じっぽ当直日誌・スーパーマイルド@はてな

『さるさる日記』から続く、中年内科医の日常日記。これまでの分はこちら。http://touchoku.jugem.jp

梅雨入りと『ゲティ家の身代金』

 朝から雨の月曜日。
 今日から九州北部と四国が梅雨入りとのこと。
 なんだか今年は早いなあ、と思っていたのだが、平年より8日早く、去年より23日早いらしい。
 むしろ、去年が遅すぎただけなのか。

 ネットでインディ500の結果を見た。
 昨年優勝の佐藤琢磨選手は、今年は最初にリタイアしたドライバーになってしまった。
 もうあれから1年経つのか、あらためて考えてみると、このレースで日本人ドライバーが優勝したというのは、ものすごいことだったよなあ。
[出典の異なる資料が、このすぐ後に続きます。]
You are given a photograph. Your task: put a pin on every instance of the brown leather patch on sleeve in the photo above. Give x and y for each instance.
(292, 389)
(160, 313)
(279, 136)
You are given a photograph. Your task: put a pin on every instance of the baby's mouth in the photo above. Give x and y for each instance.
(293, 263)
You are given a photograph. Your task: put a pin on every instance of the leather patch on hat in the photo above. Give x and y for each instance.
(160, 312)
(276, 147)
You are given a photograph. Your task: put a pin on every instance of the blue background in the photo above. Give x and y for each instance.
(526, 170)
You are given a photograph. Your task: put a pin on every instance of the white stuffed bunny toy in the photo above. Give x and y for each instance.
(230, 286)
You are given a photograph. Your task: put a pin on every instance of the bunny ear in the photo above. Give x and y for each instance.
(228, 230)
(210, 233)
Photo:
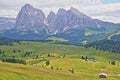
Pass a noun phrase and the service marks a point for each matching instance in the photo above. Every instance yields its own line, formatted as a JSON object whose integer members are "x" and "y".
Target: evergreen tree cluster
{"x": 6, "y": 41}
{"x": 106, "y": 45}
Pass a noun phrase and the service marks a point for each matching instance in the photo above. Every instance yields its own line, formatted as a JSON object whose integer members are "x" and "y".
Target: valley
{"x": 61, "y": 58}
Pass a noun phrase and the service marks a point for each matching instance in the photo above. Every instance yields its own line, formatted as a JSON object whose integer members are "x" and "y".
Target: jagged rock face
{"x": 30, "y": 18}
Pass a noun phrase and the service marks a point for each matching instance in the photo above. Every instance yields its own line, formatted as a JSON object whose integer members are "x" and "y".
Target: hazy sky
{"x": 107, "y": 10}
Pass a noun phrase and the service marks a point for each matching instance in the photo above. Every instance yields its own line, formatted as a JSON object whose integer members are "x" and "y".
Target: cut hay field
{"x": 36, "y": 68}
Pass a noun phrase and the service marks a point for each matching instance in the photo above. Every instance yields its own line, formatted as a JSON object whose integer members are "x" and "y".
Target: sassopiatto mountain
{"x": 72, "y": 25}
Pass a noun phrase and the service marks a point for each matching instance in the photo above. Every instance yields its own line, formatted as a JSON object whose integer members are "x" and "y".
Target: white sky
{"x": 93, "y": 8}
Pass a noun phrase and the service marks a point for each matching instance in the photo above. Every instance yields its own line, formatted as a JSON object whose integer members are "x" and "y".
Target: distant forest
{"x": 106, "y": 45}
{"x": 7, "y": 41}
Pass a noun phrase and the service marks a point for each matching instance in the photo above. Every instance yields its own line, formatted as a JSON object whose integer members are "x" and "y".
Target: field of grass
{"x": 116, "y": 33}
{"x": 36, "y": 68}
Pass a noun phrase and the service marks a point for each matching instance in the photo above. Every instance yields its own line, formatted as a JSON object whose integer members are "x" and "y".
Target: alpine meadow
{"x": 59, "y": 40}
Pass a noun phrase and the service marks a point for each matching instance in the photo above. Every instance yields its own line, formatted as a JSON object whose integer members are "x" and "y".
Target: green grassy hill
{"x": 36, "y": 68}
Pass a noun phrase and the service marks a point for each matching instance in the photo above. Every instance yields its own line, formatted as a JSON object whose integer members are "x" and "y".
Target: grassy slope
{"x": 83, "y": 70}
{"x": 116, "y": 33}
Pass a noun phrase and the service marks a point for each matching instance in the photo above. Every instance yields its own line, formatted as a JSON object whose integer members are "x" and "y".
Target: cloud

 仕事を終えたあと、雨も小降りになっていたので、少し離れた映画館へ『ゲティ家の身代金』を観にいった。リドリー・スコット監督。
 孫が誘拐されたにもかかわらず、「身代金を払う気はない」と公言した大富豪、ジャン・ポール・ゲティ。予告編を観たときには、「なんて酷い守銭奴のジジイなんだ……」と思ったのだけれど(だからこそ僕はわざわさ上映館が少なめのこの映画を観るために遠出してきたのだが)、この映画を観ていると、ジャン・ポール・ゲティの筋金入りの守銭奴っぷりに、むしろ清々しい気分にさえなってくる。彼は孫を愛していないわけではなくて、身代金にも「適正な値付け」を求めているだけのようにもみえる。
 正直、当時の彼の財産からすれば、身代金として要求された金額も「大金ではあるが、出したからといって致命的なダメ—ジを食らうような額ではない」のだ。
 そして、彼は同じくらいのお金を出して、美術品を躊躇なく買っている。
 結局、ドケチのようにみえるけれど、「自分の値付けに見合わないものには、たとえ孫の命がかかっていても、お金を払いたくない人」なんだよなあ。
 でもなあ、あのゲティ家の人たちなら、お金もどこかから引っ張ってこられそうな気がするのだが……
 お金って、全くなければ人と人との繋がりを断ちきってしまうことが多いし、ありすぎると、人というのは個人としてやりたいことをやるようになってしまうのではないか、と感じている。
 ハリウッドスターとかは、結婚してもみんな離婚して、莫大な財産分与や慰謝料に追われているようにみえるし。
 正直なところ、とにかく「スッキリしない映画」だ。
 だが、この映画がすごく消化不良に感じられるのは、現実が消化不良だからなのだろう。
 お金があれば幸せになれるとは限らないけれど、お金がなくても幸せ、と断言している人は、なんだか胡散臭く感じるのだよなあ。